I've had cause in my life to wonder about sighted people, and the things they seemingly pay no attention to, despite their better vision. I'm partially sighted, only having vision out of my right eye, and that being only somewhat useful. I have no depth perception and somewhat limited peripheral vision. I'd just like to illustrate a few things in my life that have caused me to wonder about fully sighted people who see infinitely more, but pay attention to less.
​
When I was living with my dad, I'd generally get the mail in the afternoon. Since it was about 120 feet from the door to the mailbox, I asked him one time when he got home if he saw if the flag was still up, because I knew we'd sent stuff out, and I wanted to know if the mail had gone yet. He didn't know whether the flag was still up, yet he has to turn into our driveway, and the mailbox is right there at the end, so how is that even possible. I mean, in order to exit the road and enter our driveway requires a right hand turn, and the box is on the left. I can see across the width of the driveway even with my limited vision, and I could spot the box as a sort of dottish blob, but yet he couldn't tell me whether the flag was up? I don't get how that is possible.
​
Again with my dad, I got him a big ass 12 cup coffee maker that took up more space than the smaller 4 cup one he had. You even had to pull it out to fill it up, since the lid would hit the button of the cabinet if you tried to open it where it was kept against the wall. I never said anything either, I never wrapped the present. I just took it out of the box, and put it in place of the old one and plugged in the new one, hiding the old one, but he never noticed until I had to tell him. Now, I think if I'd have left it until morning, he probably would have noticed, but he's in the kitchen, I mean, he would be making supper, so how is this possible that he wouldn't notice this coffee maker that was taller and bigger around than the old one.
​
People will talk to me like I can hear them perfectly fine if I am wearing headphones that completely cover my ears. I'm talking about a wireless headset with a boom mic and programmable buttons, with a fairly substantial headband, and big cans that surround my ears. However, if these are on me, people will still talk to me like they're not.

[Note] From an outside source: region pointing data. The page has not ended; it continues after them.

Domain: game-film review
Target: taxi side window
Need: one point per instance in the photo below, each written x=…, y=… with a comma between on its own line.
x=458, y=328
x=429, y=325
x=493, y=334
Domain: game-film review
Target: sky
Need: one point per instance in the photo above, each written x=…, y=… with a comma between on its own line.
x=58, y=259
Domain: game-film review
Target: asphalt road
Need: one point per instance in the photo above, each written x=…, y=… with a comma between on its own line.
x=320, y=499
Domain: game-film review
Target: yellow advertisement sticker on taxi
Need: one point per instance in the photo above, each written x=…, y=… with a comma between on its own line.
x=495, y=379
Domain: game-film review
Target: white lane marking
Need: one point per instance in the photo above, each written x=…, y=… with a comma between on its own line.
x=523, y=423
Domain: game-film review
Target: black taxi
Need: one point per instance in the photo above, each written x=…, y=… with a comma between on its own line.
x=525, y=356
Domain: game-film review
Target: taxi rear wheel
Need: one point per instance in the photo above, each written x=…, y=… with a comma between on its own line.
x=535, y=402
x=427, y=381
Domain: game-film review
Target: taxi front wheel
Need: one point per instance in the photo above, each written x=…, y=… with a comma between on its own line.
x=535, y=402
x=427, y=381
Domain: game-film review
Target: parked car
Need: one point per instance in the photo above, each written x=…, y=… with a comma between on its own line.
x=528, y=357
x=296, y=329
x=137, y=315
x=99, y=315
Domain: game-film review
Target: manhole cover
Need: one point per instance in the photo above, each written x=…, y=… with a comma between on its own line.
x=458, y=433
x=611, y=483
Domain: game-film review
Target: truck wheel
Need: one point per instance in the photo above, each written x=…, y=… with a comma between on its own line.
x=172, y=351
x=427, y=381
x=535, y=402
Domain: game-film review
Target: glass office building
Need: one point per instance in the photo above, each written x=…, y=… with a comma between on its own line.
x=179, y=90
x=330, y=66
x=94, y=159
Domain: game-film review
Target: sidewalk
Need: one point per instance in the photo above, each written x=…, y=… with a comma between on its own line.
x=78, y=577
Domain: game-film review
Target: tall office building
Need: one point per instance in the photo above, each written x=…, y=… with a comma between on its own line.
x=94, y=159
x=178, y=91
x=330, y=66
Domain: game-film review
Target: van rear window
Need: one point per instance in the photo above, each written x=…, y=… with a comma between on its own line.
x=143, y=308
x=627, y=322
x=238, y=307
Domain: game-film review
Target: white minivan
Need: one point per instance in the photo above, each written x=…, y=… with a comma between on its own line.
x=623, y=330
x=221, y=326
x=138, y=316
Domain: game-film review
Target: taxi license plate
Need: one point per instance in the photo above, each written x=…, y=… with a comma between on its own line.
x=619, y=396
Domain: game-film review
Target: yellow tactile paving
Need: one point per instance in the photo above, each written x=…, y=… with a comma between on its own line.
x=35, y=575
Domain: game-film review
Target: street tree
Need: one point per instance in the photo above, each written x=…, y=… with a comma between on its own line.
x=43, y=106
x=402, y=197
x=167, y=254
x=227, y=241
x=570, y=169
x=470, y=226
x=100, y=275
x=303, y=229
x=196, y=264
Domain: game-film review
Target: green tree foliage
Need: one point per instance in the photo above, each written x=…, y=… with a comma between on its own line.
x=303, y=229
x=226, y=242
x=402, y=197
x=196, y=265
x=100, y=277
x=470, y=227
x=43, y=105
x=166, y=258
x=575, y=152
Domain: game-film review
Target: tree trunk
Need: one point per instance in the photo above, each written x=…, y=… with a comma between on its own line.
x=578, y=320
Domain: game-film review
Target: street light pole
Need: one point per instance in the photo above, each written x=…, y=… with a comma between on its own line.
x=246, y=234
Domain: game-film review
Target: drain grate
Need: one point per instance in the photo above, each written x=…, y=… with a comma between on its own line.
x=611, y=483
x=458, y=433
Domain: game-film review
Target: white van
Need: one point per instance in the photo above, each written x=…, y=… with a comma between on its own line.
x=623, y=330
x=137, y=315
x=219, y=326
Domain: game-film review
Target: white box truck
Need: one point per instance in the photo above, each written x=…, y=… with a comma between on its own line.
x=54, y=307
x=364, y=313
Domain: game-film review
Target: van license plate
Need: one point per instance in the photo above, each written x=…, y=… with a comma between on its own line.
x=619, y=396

Now, I could see maybe yelling to cut across them saying like hey can you take those off I wanna talk to you or something, but using a normal speaking voice? OK, I could hear moderately well if I pause whatever's playing through them, but with content playing through them, forget about it, but people try to have normal conversations with me while I'm wearing these. I don't get this. Do they not see me wearing these? Do they assume I can hear normally through them? I mean what thought process is going on here, or is there just such a lack of one, I'm just not sure.
​
OK, my dad is a running theme here and I can think of one more right now that he is involved in. Now, keep in mind my dad's intelligent, he is involved in a business, and has his own business working in home improvement. So, me and him and my brother are on a job one time, and he's building these wooden planters. The customer wants vinyl over the wood, so we have the stuff, but it isn't wide enough to go the whole way up the planter. So, my dad cuts out enough to wrap around the thing, and the width of it runs from the front bottom to about 3/4 of the way to the top. He then cuts out strips that will cover the remainder of the wood. He is in the process of screwing these down, and I notice one where one out of the four sides is put in backwards, so I take the screw gun and start fixing it, when he asks me what I was doing that for, I show him, and he just sort of shrugs it off like oops, yeah I guess I fucked that up, but for me, how can this happen? The stuff is clearly textured, there is a smooth side and a textured side, which is what you want facing out. Now, I know it's tactile, but I'm sure it's also visible as a texture you can see as well, so how could he have put that piece on backwards, when there is texturing on one side, and the other side is smooth.
​
My dad and his wife have the same truck, same year, pretty much the same color, only really what options are on them are different. His has a ladder rack and tool boxes in back, and hers has a roll up cover. He always drives her truck when he's not working and she's not going anywhere, but if he comes to pick me up and we go somewhere, he'll inevitably try to use his keys in her truck. Now, once or twice, I can see. I mean, the keys are exactly the same for the truck, but his other keys are going to be different. I mean, he owns apartments so he's going to have keys to those. She works in a corporate environment as a manager, so she's probably going to have office keys and so forth. The differences should be such that he should notice. Plus, guys don't end up having 10 foot long keys with most of it being decorative stuff, it's just the essentials, and maybe a beer tab or something. The beer tab has a purpose, trust me. It stops you getting your ass zapped in my apartment building in the winter when the heat is on and the air is dry and the elevator buttons are all metal, touch the tab to that area and it discharges, anyway...
​
I'm sure this gets the point across, and I'm also sure there are more incidents I"m not thinking of right now. I'm just wondering about why this is, and how sighted people seem to be this way. also, feel free to share your experiences of things sighted people have done in your presence that have left you wondering why someone with good vision would do that. If you're a sighted person, feel free to comment as to why you feel you, or others may not always pay attention. Like, are you so overwhelmed with visual information that you can't deal with any more of it? And, if that is the case, then why is blindness such a fearful concept.